1. I see Operation/Transaction fees 10000's or millions for B2 BB or google cloud for example. How does CB handle those? Like how many "operations" does CB perform and is there a place I can find that out?
2. A hypothetical... Lets say my ex deletes my digitized record collection in my local selected folder for backups. The folder is nested in a complex way. I dont listen to them often. How would I know they were deleted? I get if I dont allow purging then well I would find them gone and simple restore them from a previous point. But what if I do purge my backups. Would CB purge those older sets that have my digitized record collection? Lets even say I do it by accident and dont realize it. GFS wouldnt protect against this would it? I dont know if this makes sense.
The best way to determine transaction fees for those cloud service providers that charge such fees is to look at your monthly bills after using our product. There's no real way to estimate the number of operations using our software since there are many variables to consider. But usually those fees are pretty low, so I wouldn't expect them to consume any significant part of your monthly cost. However if you prefer to not have to deal with those fees, there are options out there with different cloud service providers that do not charge any data egress or API charges that you can look into. But I think you'll find even with those charges the Backblaze B2 fees are extremely reasonable.
Regarding your second question. If you're using the new backup format for your file backups, and you're using GFS retention, then you'll maintain backup sets for the total duration of your GFS settings. So if you keep annual backups for 3 years then your oldest backup that contains all of your files will not be removed for 3 years. And presumably, you'd realize by then that something needs to be restored. Having said that, you may be better off using the legacy backup format for your file backup, as that format has version-based retention and there's an option there to always keep the last version of every file even if it's past the the retention period and an option to keep the file backup if the original is deleted. Since that format is not backup-set based, only the first time do we back up everything and after that we only back up new and changed files (incremental forever). And if you use the proper retention settings mentioned above, you'll never have to worry about old files that were removed locally on your computer without your knowledge ever disappearing from backup storage. So my recommendation would be to move over to the legacy file backup format to solve your particular needs.
Question 1:
That's what I was thinnking. Could you give me a ballpark typical scenario? Like lets say i have 500 GB and 100,000 files total. How many transactions would CB do roughly? Uploading to google cloud lets say. Fill in whatever other variables you like. Maybe it's too complex idk.
Question 2:
Yes that's what I thought too. The new backup format is the one that supports client side dedup? I def like that feature. Why doesnt the new format also support file version retention? Will it ever?

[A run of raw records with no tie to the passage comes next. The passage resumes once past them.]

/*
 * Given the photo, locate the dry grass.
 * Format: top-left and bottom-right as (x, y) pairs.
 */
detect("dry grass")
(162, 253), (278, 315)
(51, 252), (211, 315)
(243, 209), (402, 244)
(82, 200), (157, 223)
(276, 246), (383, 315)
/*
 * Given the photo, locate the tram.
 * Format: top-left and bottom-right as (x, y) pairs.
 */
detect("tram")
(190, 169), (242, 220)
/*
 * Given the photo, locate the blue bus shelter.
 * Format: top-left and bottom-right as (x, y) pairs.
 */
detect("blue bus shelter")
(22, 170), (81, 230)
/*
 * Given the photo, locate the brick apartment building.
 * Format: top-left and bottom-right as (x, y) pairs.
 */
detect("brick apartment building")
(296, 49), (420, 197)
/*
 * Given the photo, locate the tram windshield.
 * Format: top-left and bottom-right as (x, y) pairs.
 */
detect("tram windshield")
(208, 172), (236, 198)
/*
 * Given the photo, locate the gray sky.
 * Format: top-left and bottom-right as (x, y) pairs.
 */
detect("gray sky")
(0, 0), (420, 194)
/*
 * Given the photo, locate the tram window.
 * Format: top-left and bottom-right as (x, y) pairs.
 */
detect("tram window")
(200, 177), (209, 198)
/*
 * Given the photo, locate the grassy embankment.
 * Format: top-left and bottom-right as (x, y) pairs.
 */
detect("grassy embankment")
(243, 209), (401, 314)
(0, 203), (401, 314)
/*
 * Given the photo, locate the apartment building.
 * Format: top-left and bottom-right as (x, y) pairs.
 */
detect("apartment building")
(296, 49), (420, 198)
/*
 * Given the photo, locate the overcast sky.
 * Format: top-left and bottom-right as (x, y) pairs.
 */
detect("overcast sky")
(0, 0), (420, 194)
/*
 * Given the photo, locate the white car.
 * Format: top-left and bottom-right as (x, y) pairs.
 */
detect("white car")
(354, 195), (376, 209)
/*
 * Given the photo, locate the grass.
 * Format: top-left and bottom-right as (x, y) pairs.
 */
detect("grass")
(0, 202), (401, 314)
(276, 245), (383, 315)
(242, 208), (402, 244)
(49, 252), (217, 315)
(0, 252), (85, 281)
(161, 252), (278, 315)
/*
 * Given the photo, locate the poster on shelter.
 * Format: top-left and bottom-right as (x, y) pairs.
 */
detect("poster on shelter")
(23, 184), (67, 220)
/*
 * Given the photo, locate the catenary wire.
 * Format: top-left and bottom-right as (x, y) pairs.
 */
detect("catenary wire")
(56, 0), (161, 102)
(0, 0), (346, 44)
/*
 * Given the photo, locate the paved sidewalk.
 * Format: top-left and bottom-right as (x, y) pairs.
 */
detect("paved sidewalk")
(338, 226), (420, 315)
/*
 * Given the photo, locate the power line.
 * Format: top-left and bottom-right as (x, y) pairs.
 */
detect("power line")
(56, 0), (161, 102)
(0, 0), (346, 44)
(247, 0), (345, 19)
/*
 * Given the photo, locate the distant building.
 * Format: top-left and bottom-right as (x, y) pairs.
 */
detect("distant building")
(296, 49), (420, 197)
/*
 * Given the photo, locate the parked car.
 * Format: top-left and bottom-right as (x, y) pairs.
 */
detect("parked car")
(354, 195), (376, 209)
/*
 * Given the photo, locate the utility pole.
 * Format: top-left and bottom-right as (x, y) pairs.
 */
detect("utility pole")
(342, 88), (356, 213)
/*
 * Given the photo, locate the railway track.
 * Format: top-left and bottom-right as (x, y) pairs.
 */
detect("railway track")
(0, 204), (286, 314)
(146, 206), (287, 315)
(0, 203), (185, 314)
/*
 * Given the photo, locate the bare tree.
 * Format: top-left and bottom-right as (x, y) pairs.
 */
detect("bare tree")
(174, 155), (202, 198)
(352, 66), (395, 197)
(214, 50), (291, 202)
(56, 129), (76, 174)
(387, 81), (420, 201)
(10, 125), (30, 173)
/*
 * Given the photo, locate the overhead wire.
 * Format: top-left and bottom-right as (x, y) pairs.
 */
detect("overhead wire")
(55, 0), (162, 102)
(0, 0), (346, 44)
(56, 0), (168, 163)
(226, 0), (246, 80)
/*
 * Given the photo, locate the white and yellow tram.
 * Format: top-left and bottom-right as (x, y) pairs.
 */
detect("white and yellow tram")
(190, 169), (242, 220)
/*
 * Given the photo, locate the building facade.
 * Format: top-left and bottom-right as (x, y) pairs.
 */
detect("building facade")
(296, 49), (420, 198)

Sorry, but I can't estimate the various API calls and related charges for the clouds. You may be able to do something like use the number of files and the chunk size or part sizes we call it in Options for the legacy format to estimate and then use whatever calculator the cloud storage provider provides to help estimate those costs, but as I said earlier, I've never seen API charges be expensive.
The new backup format uses backup generations, and those backup generations are kept as whole sets. It's not version based because GFS demands that an entire backup set is kept. So it just works differently. But both backup formats are staying around and you should use the one that works best for you.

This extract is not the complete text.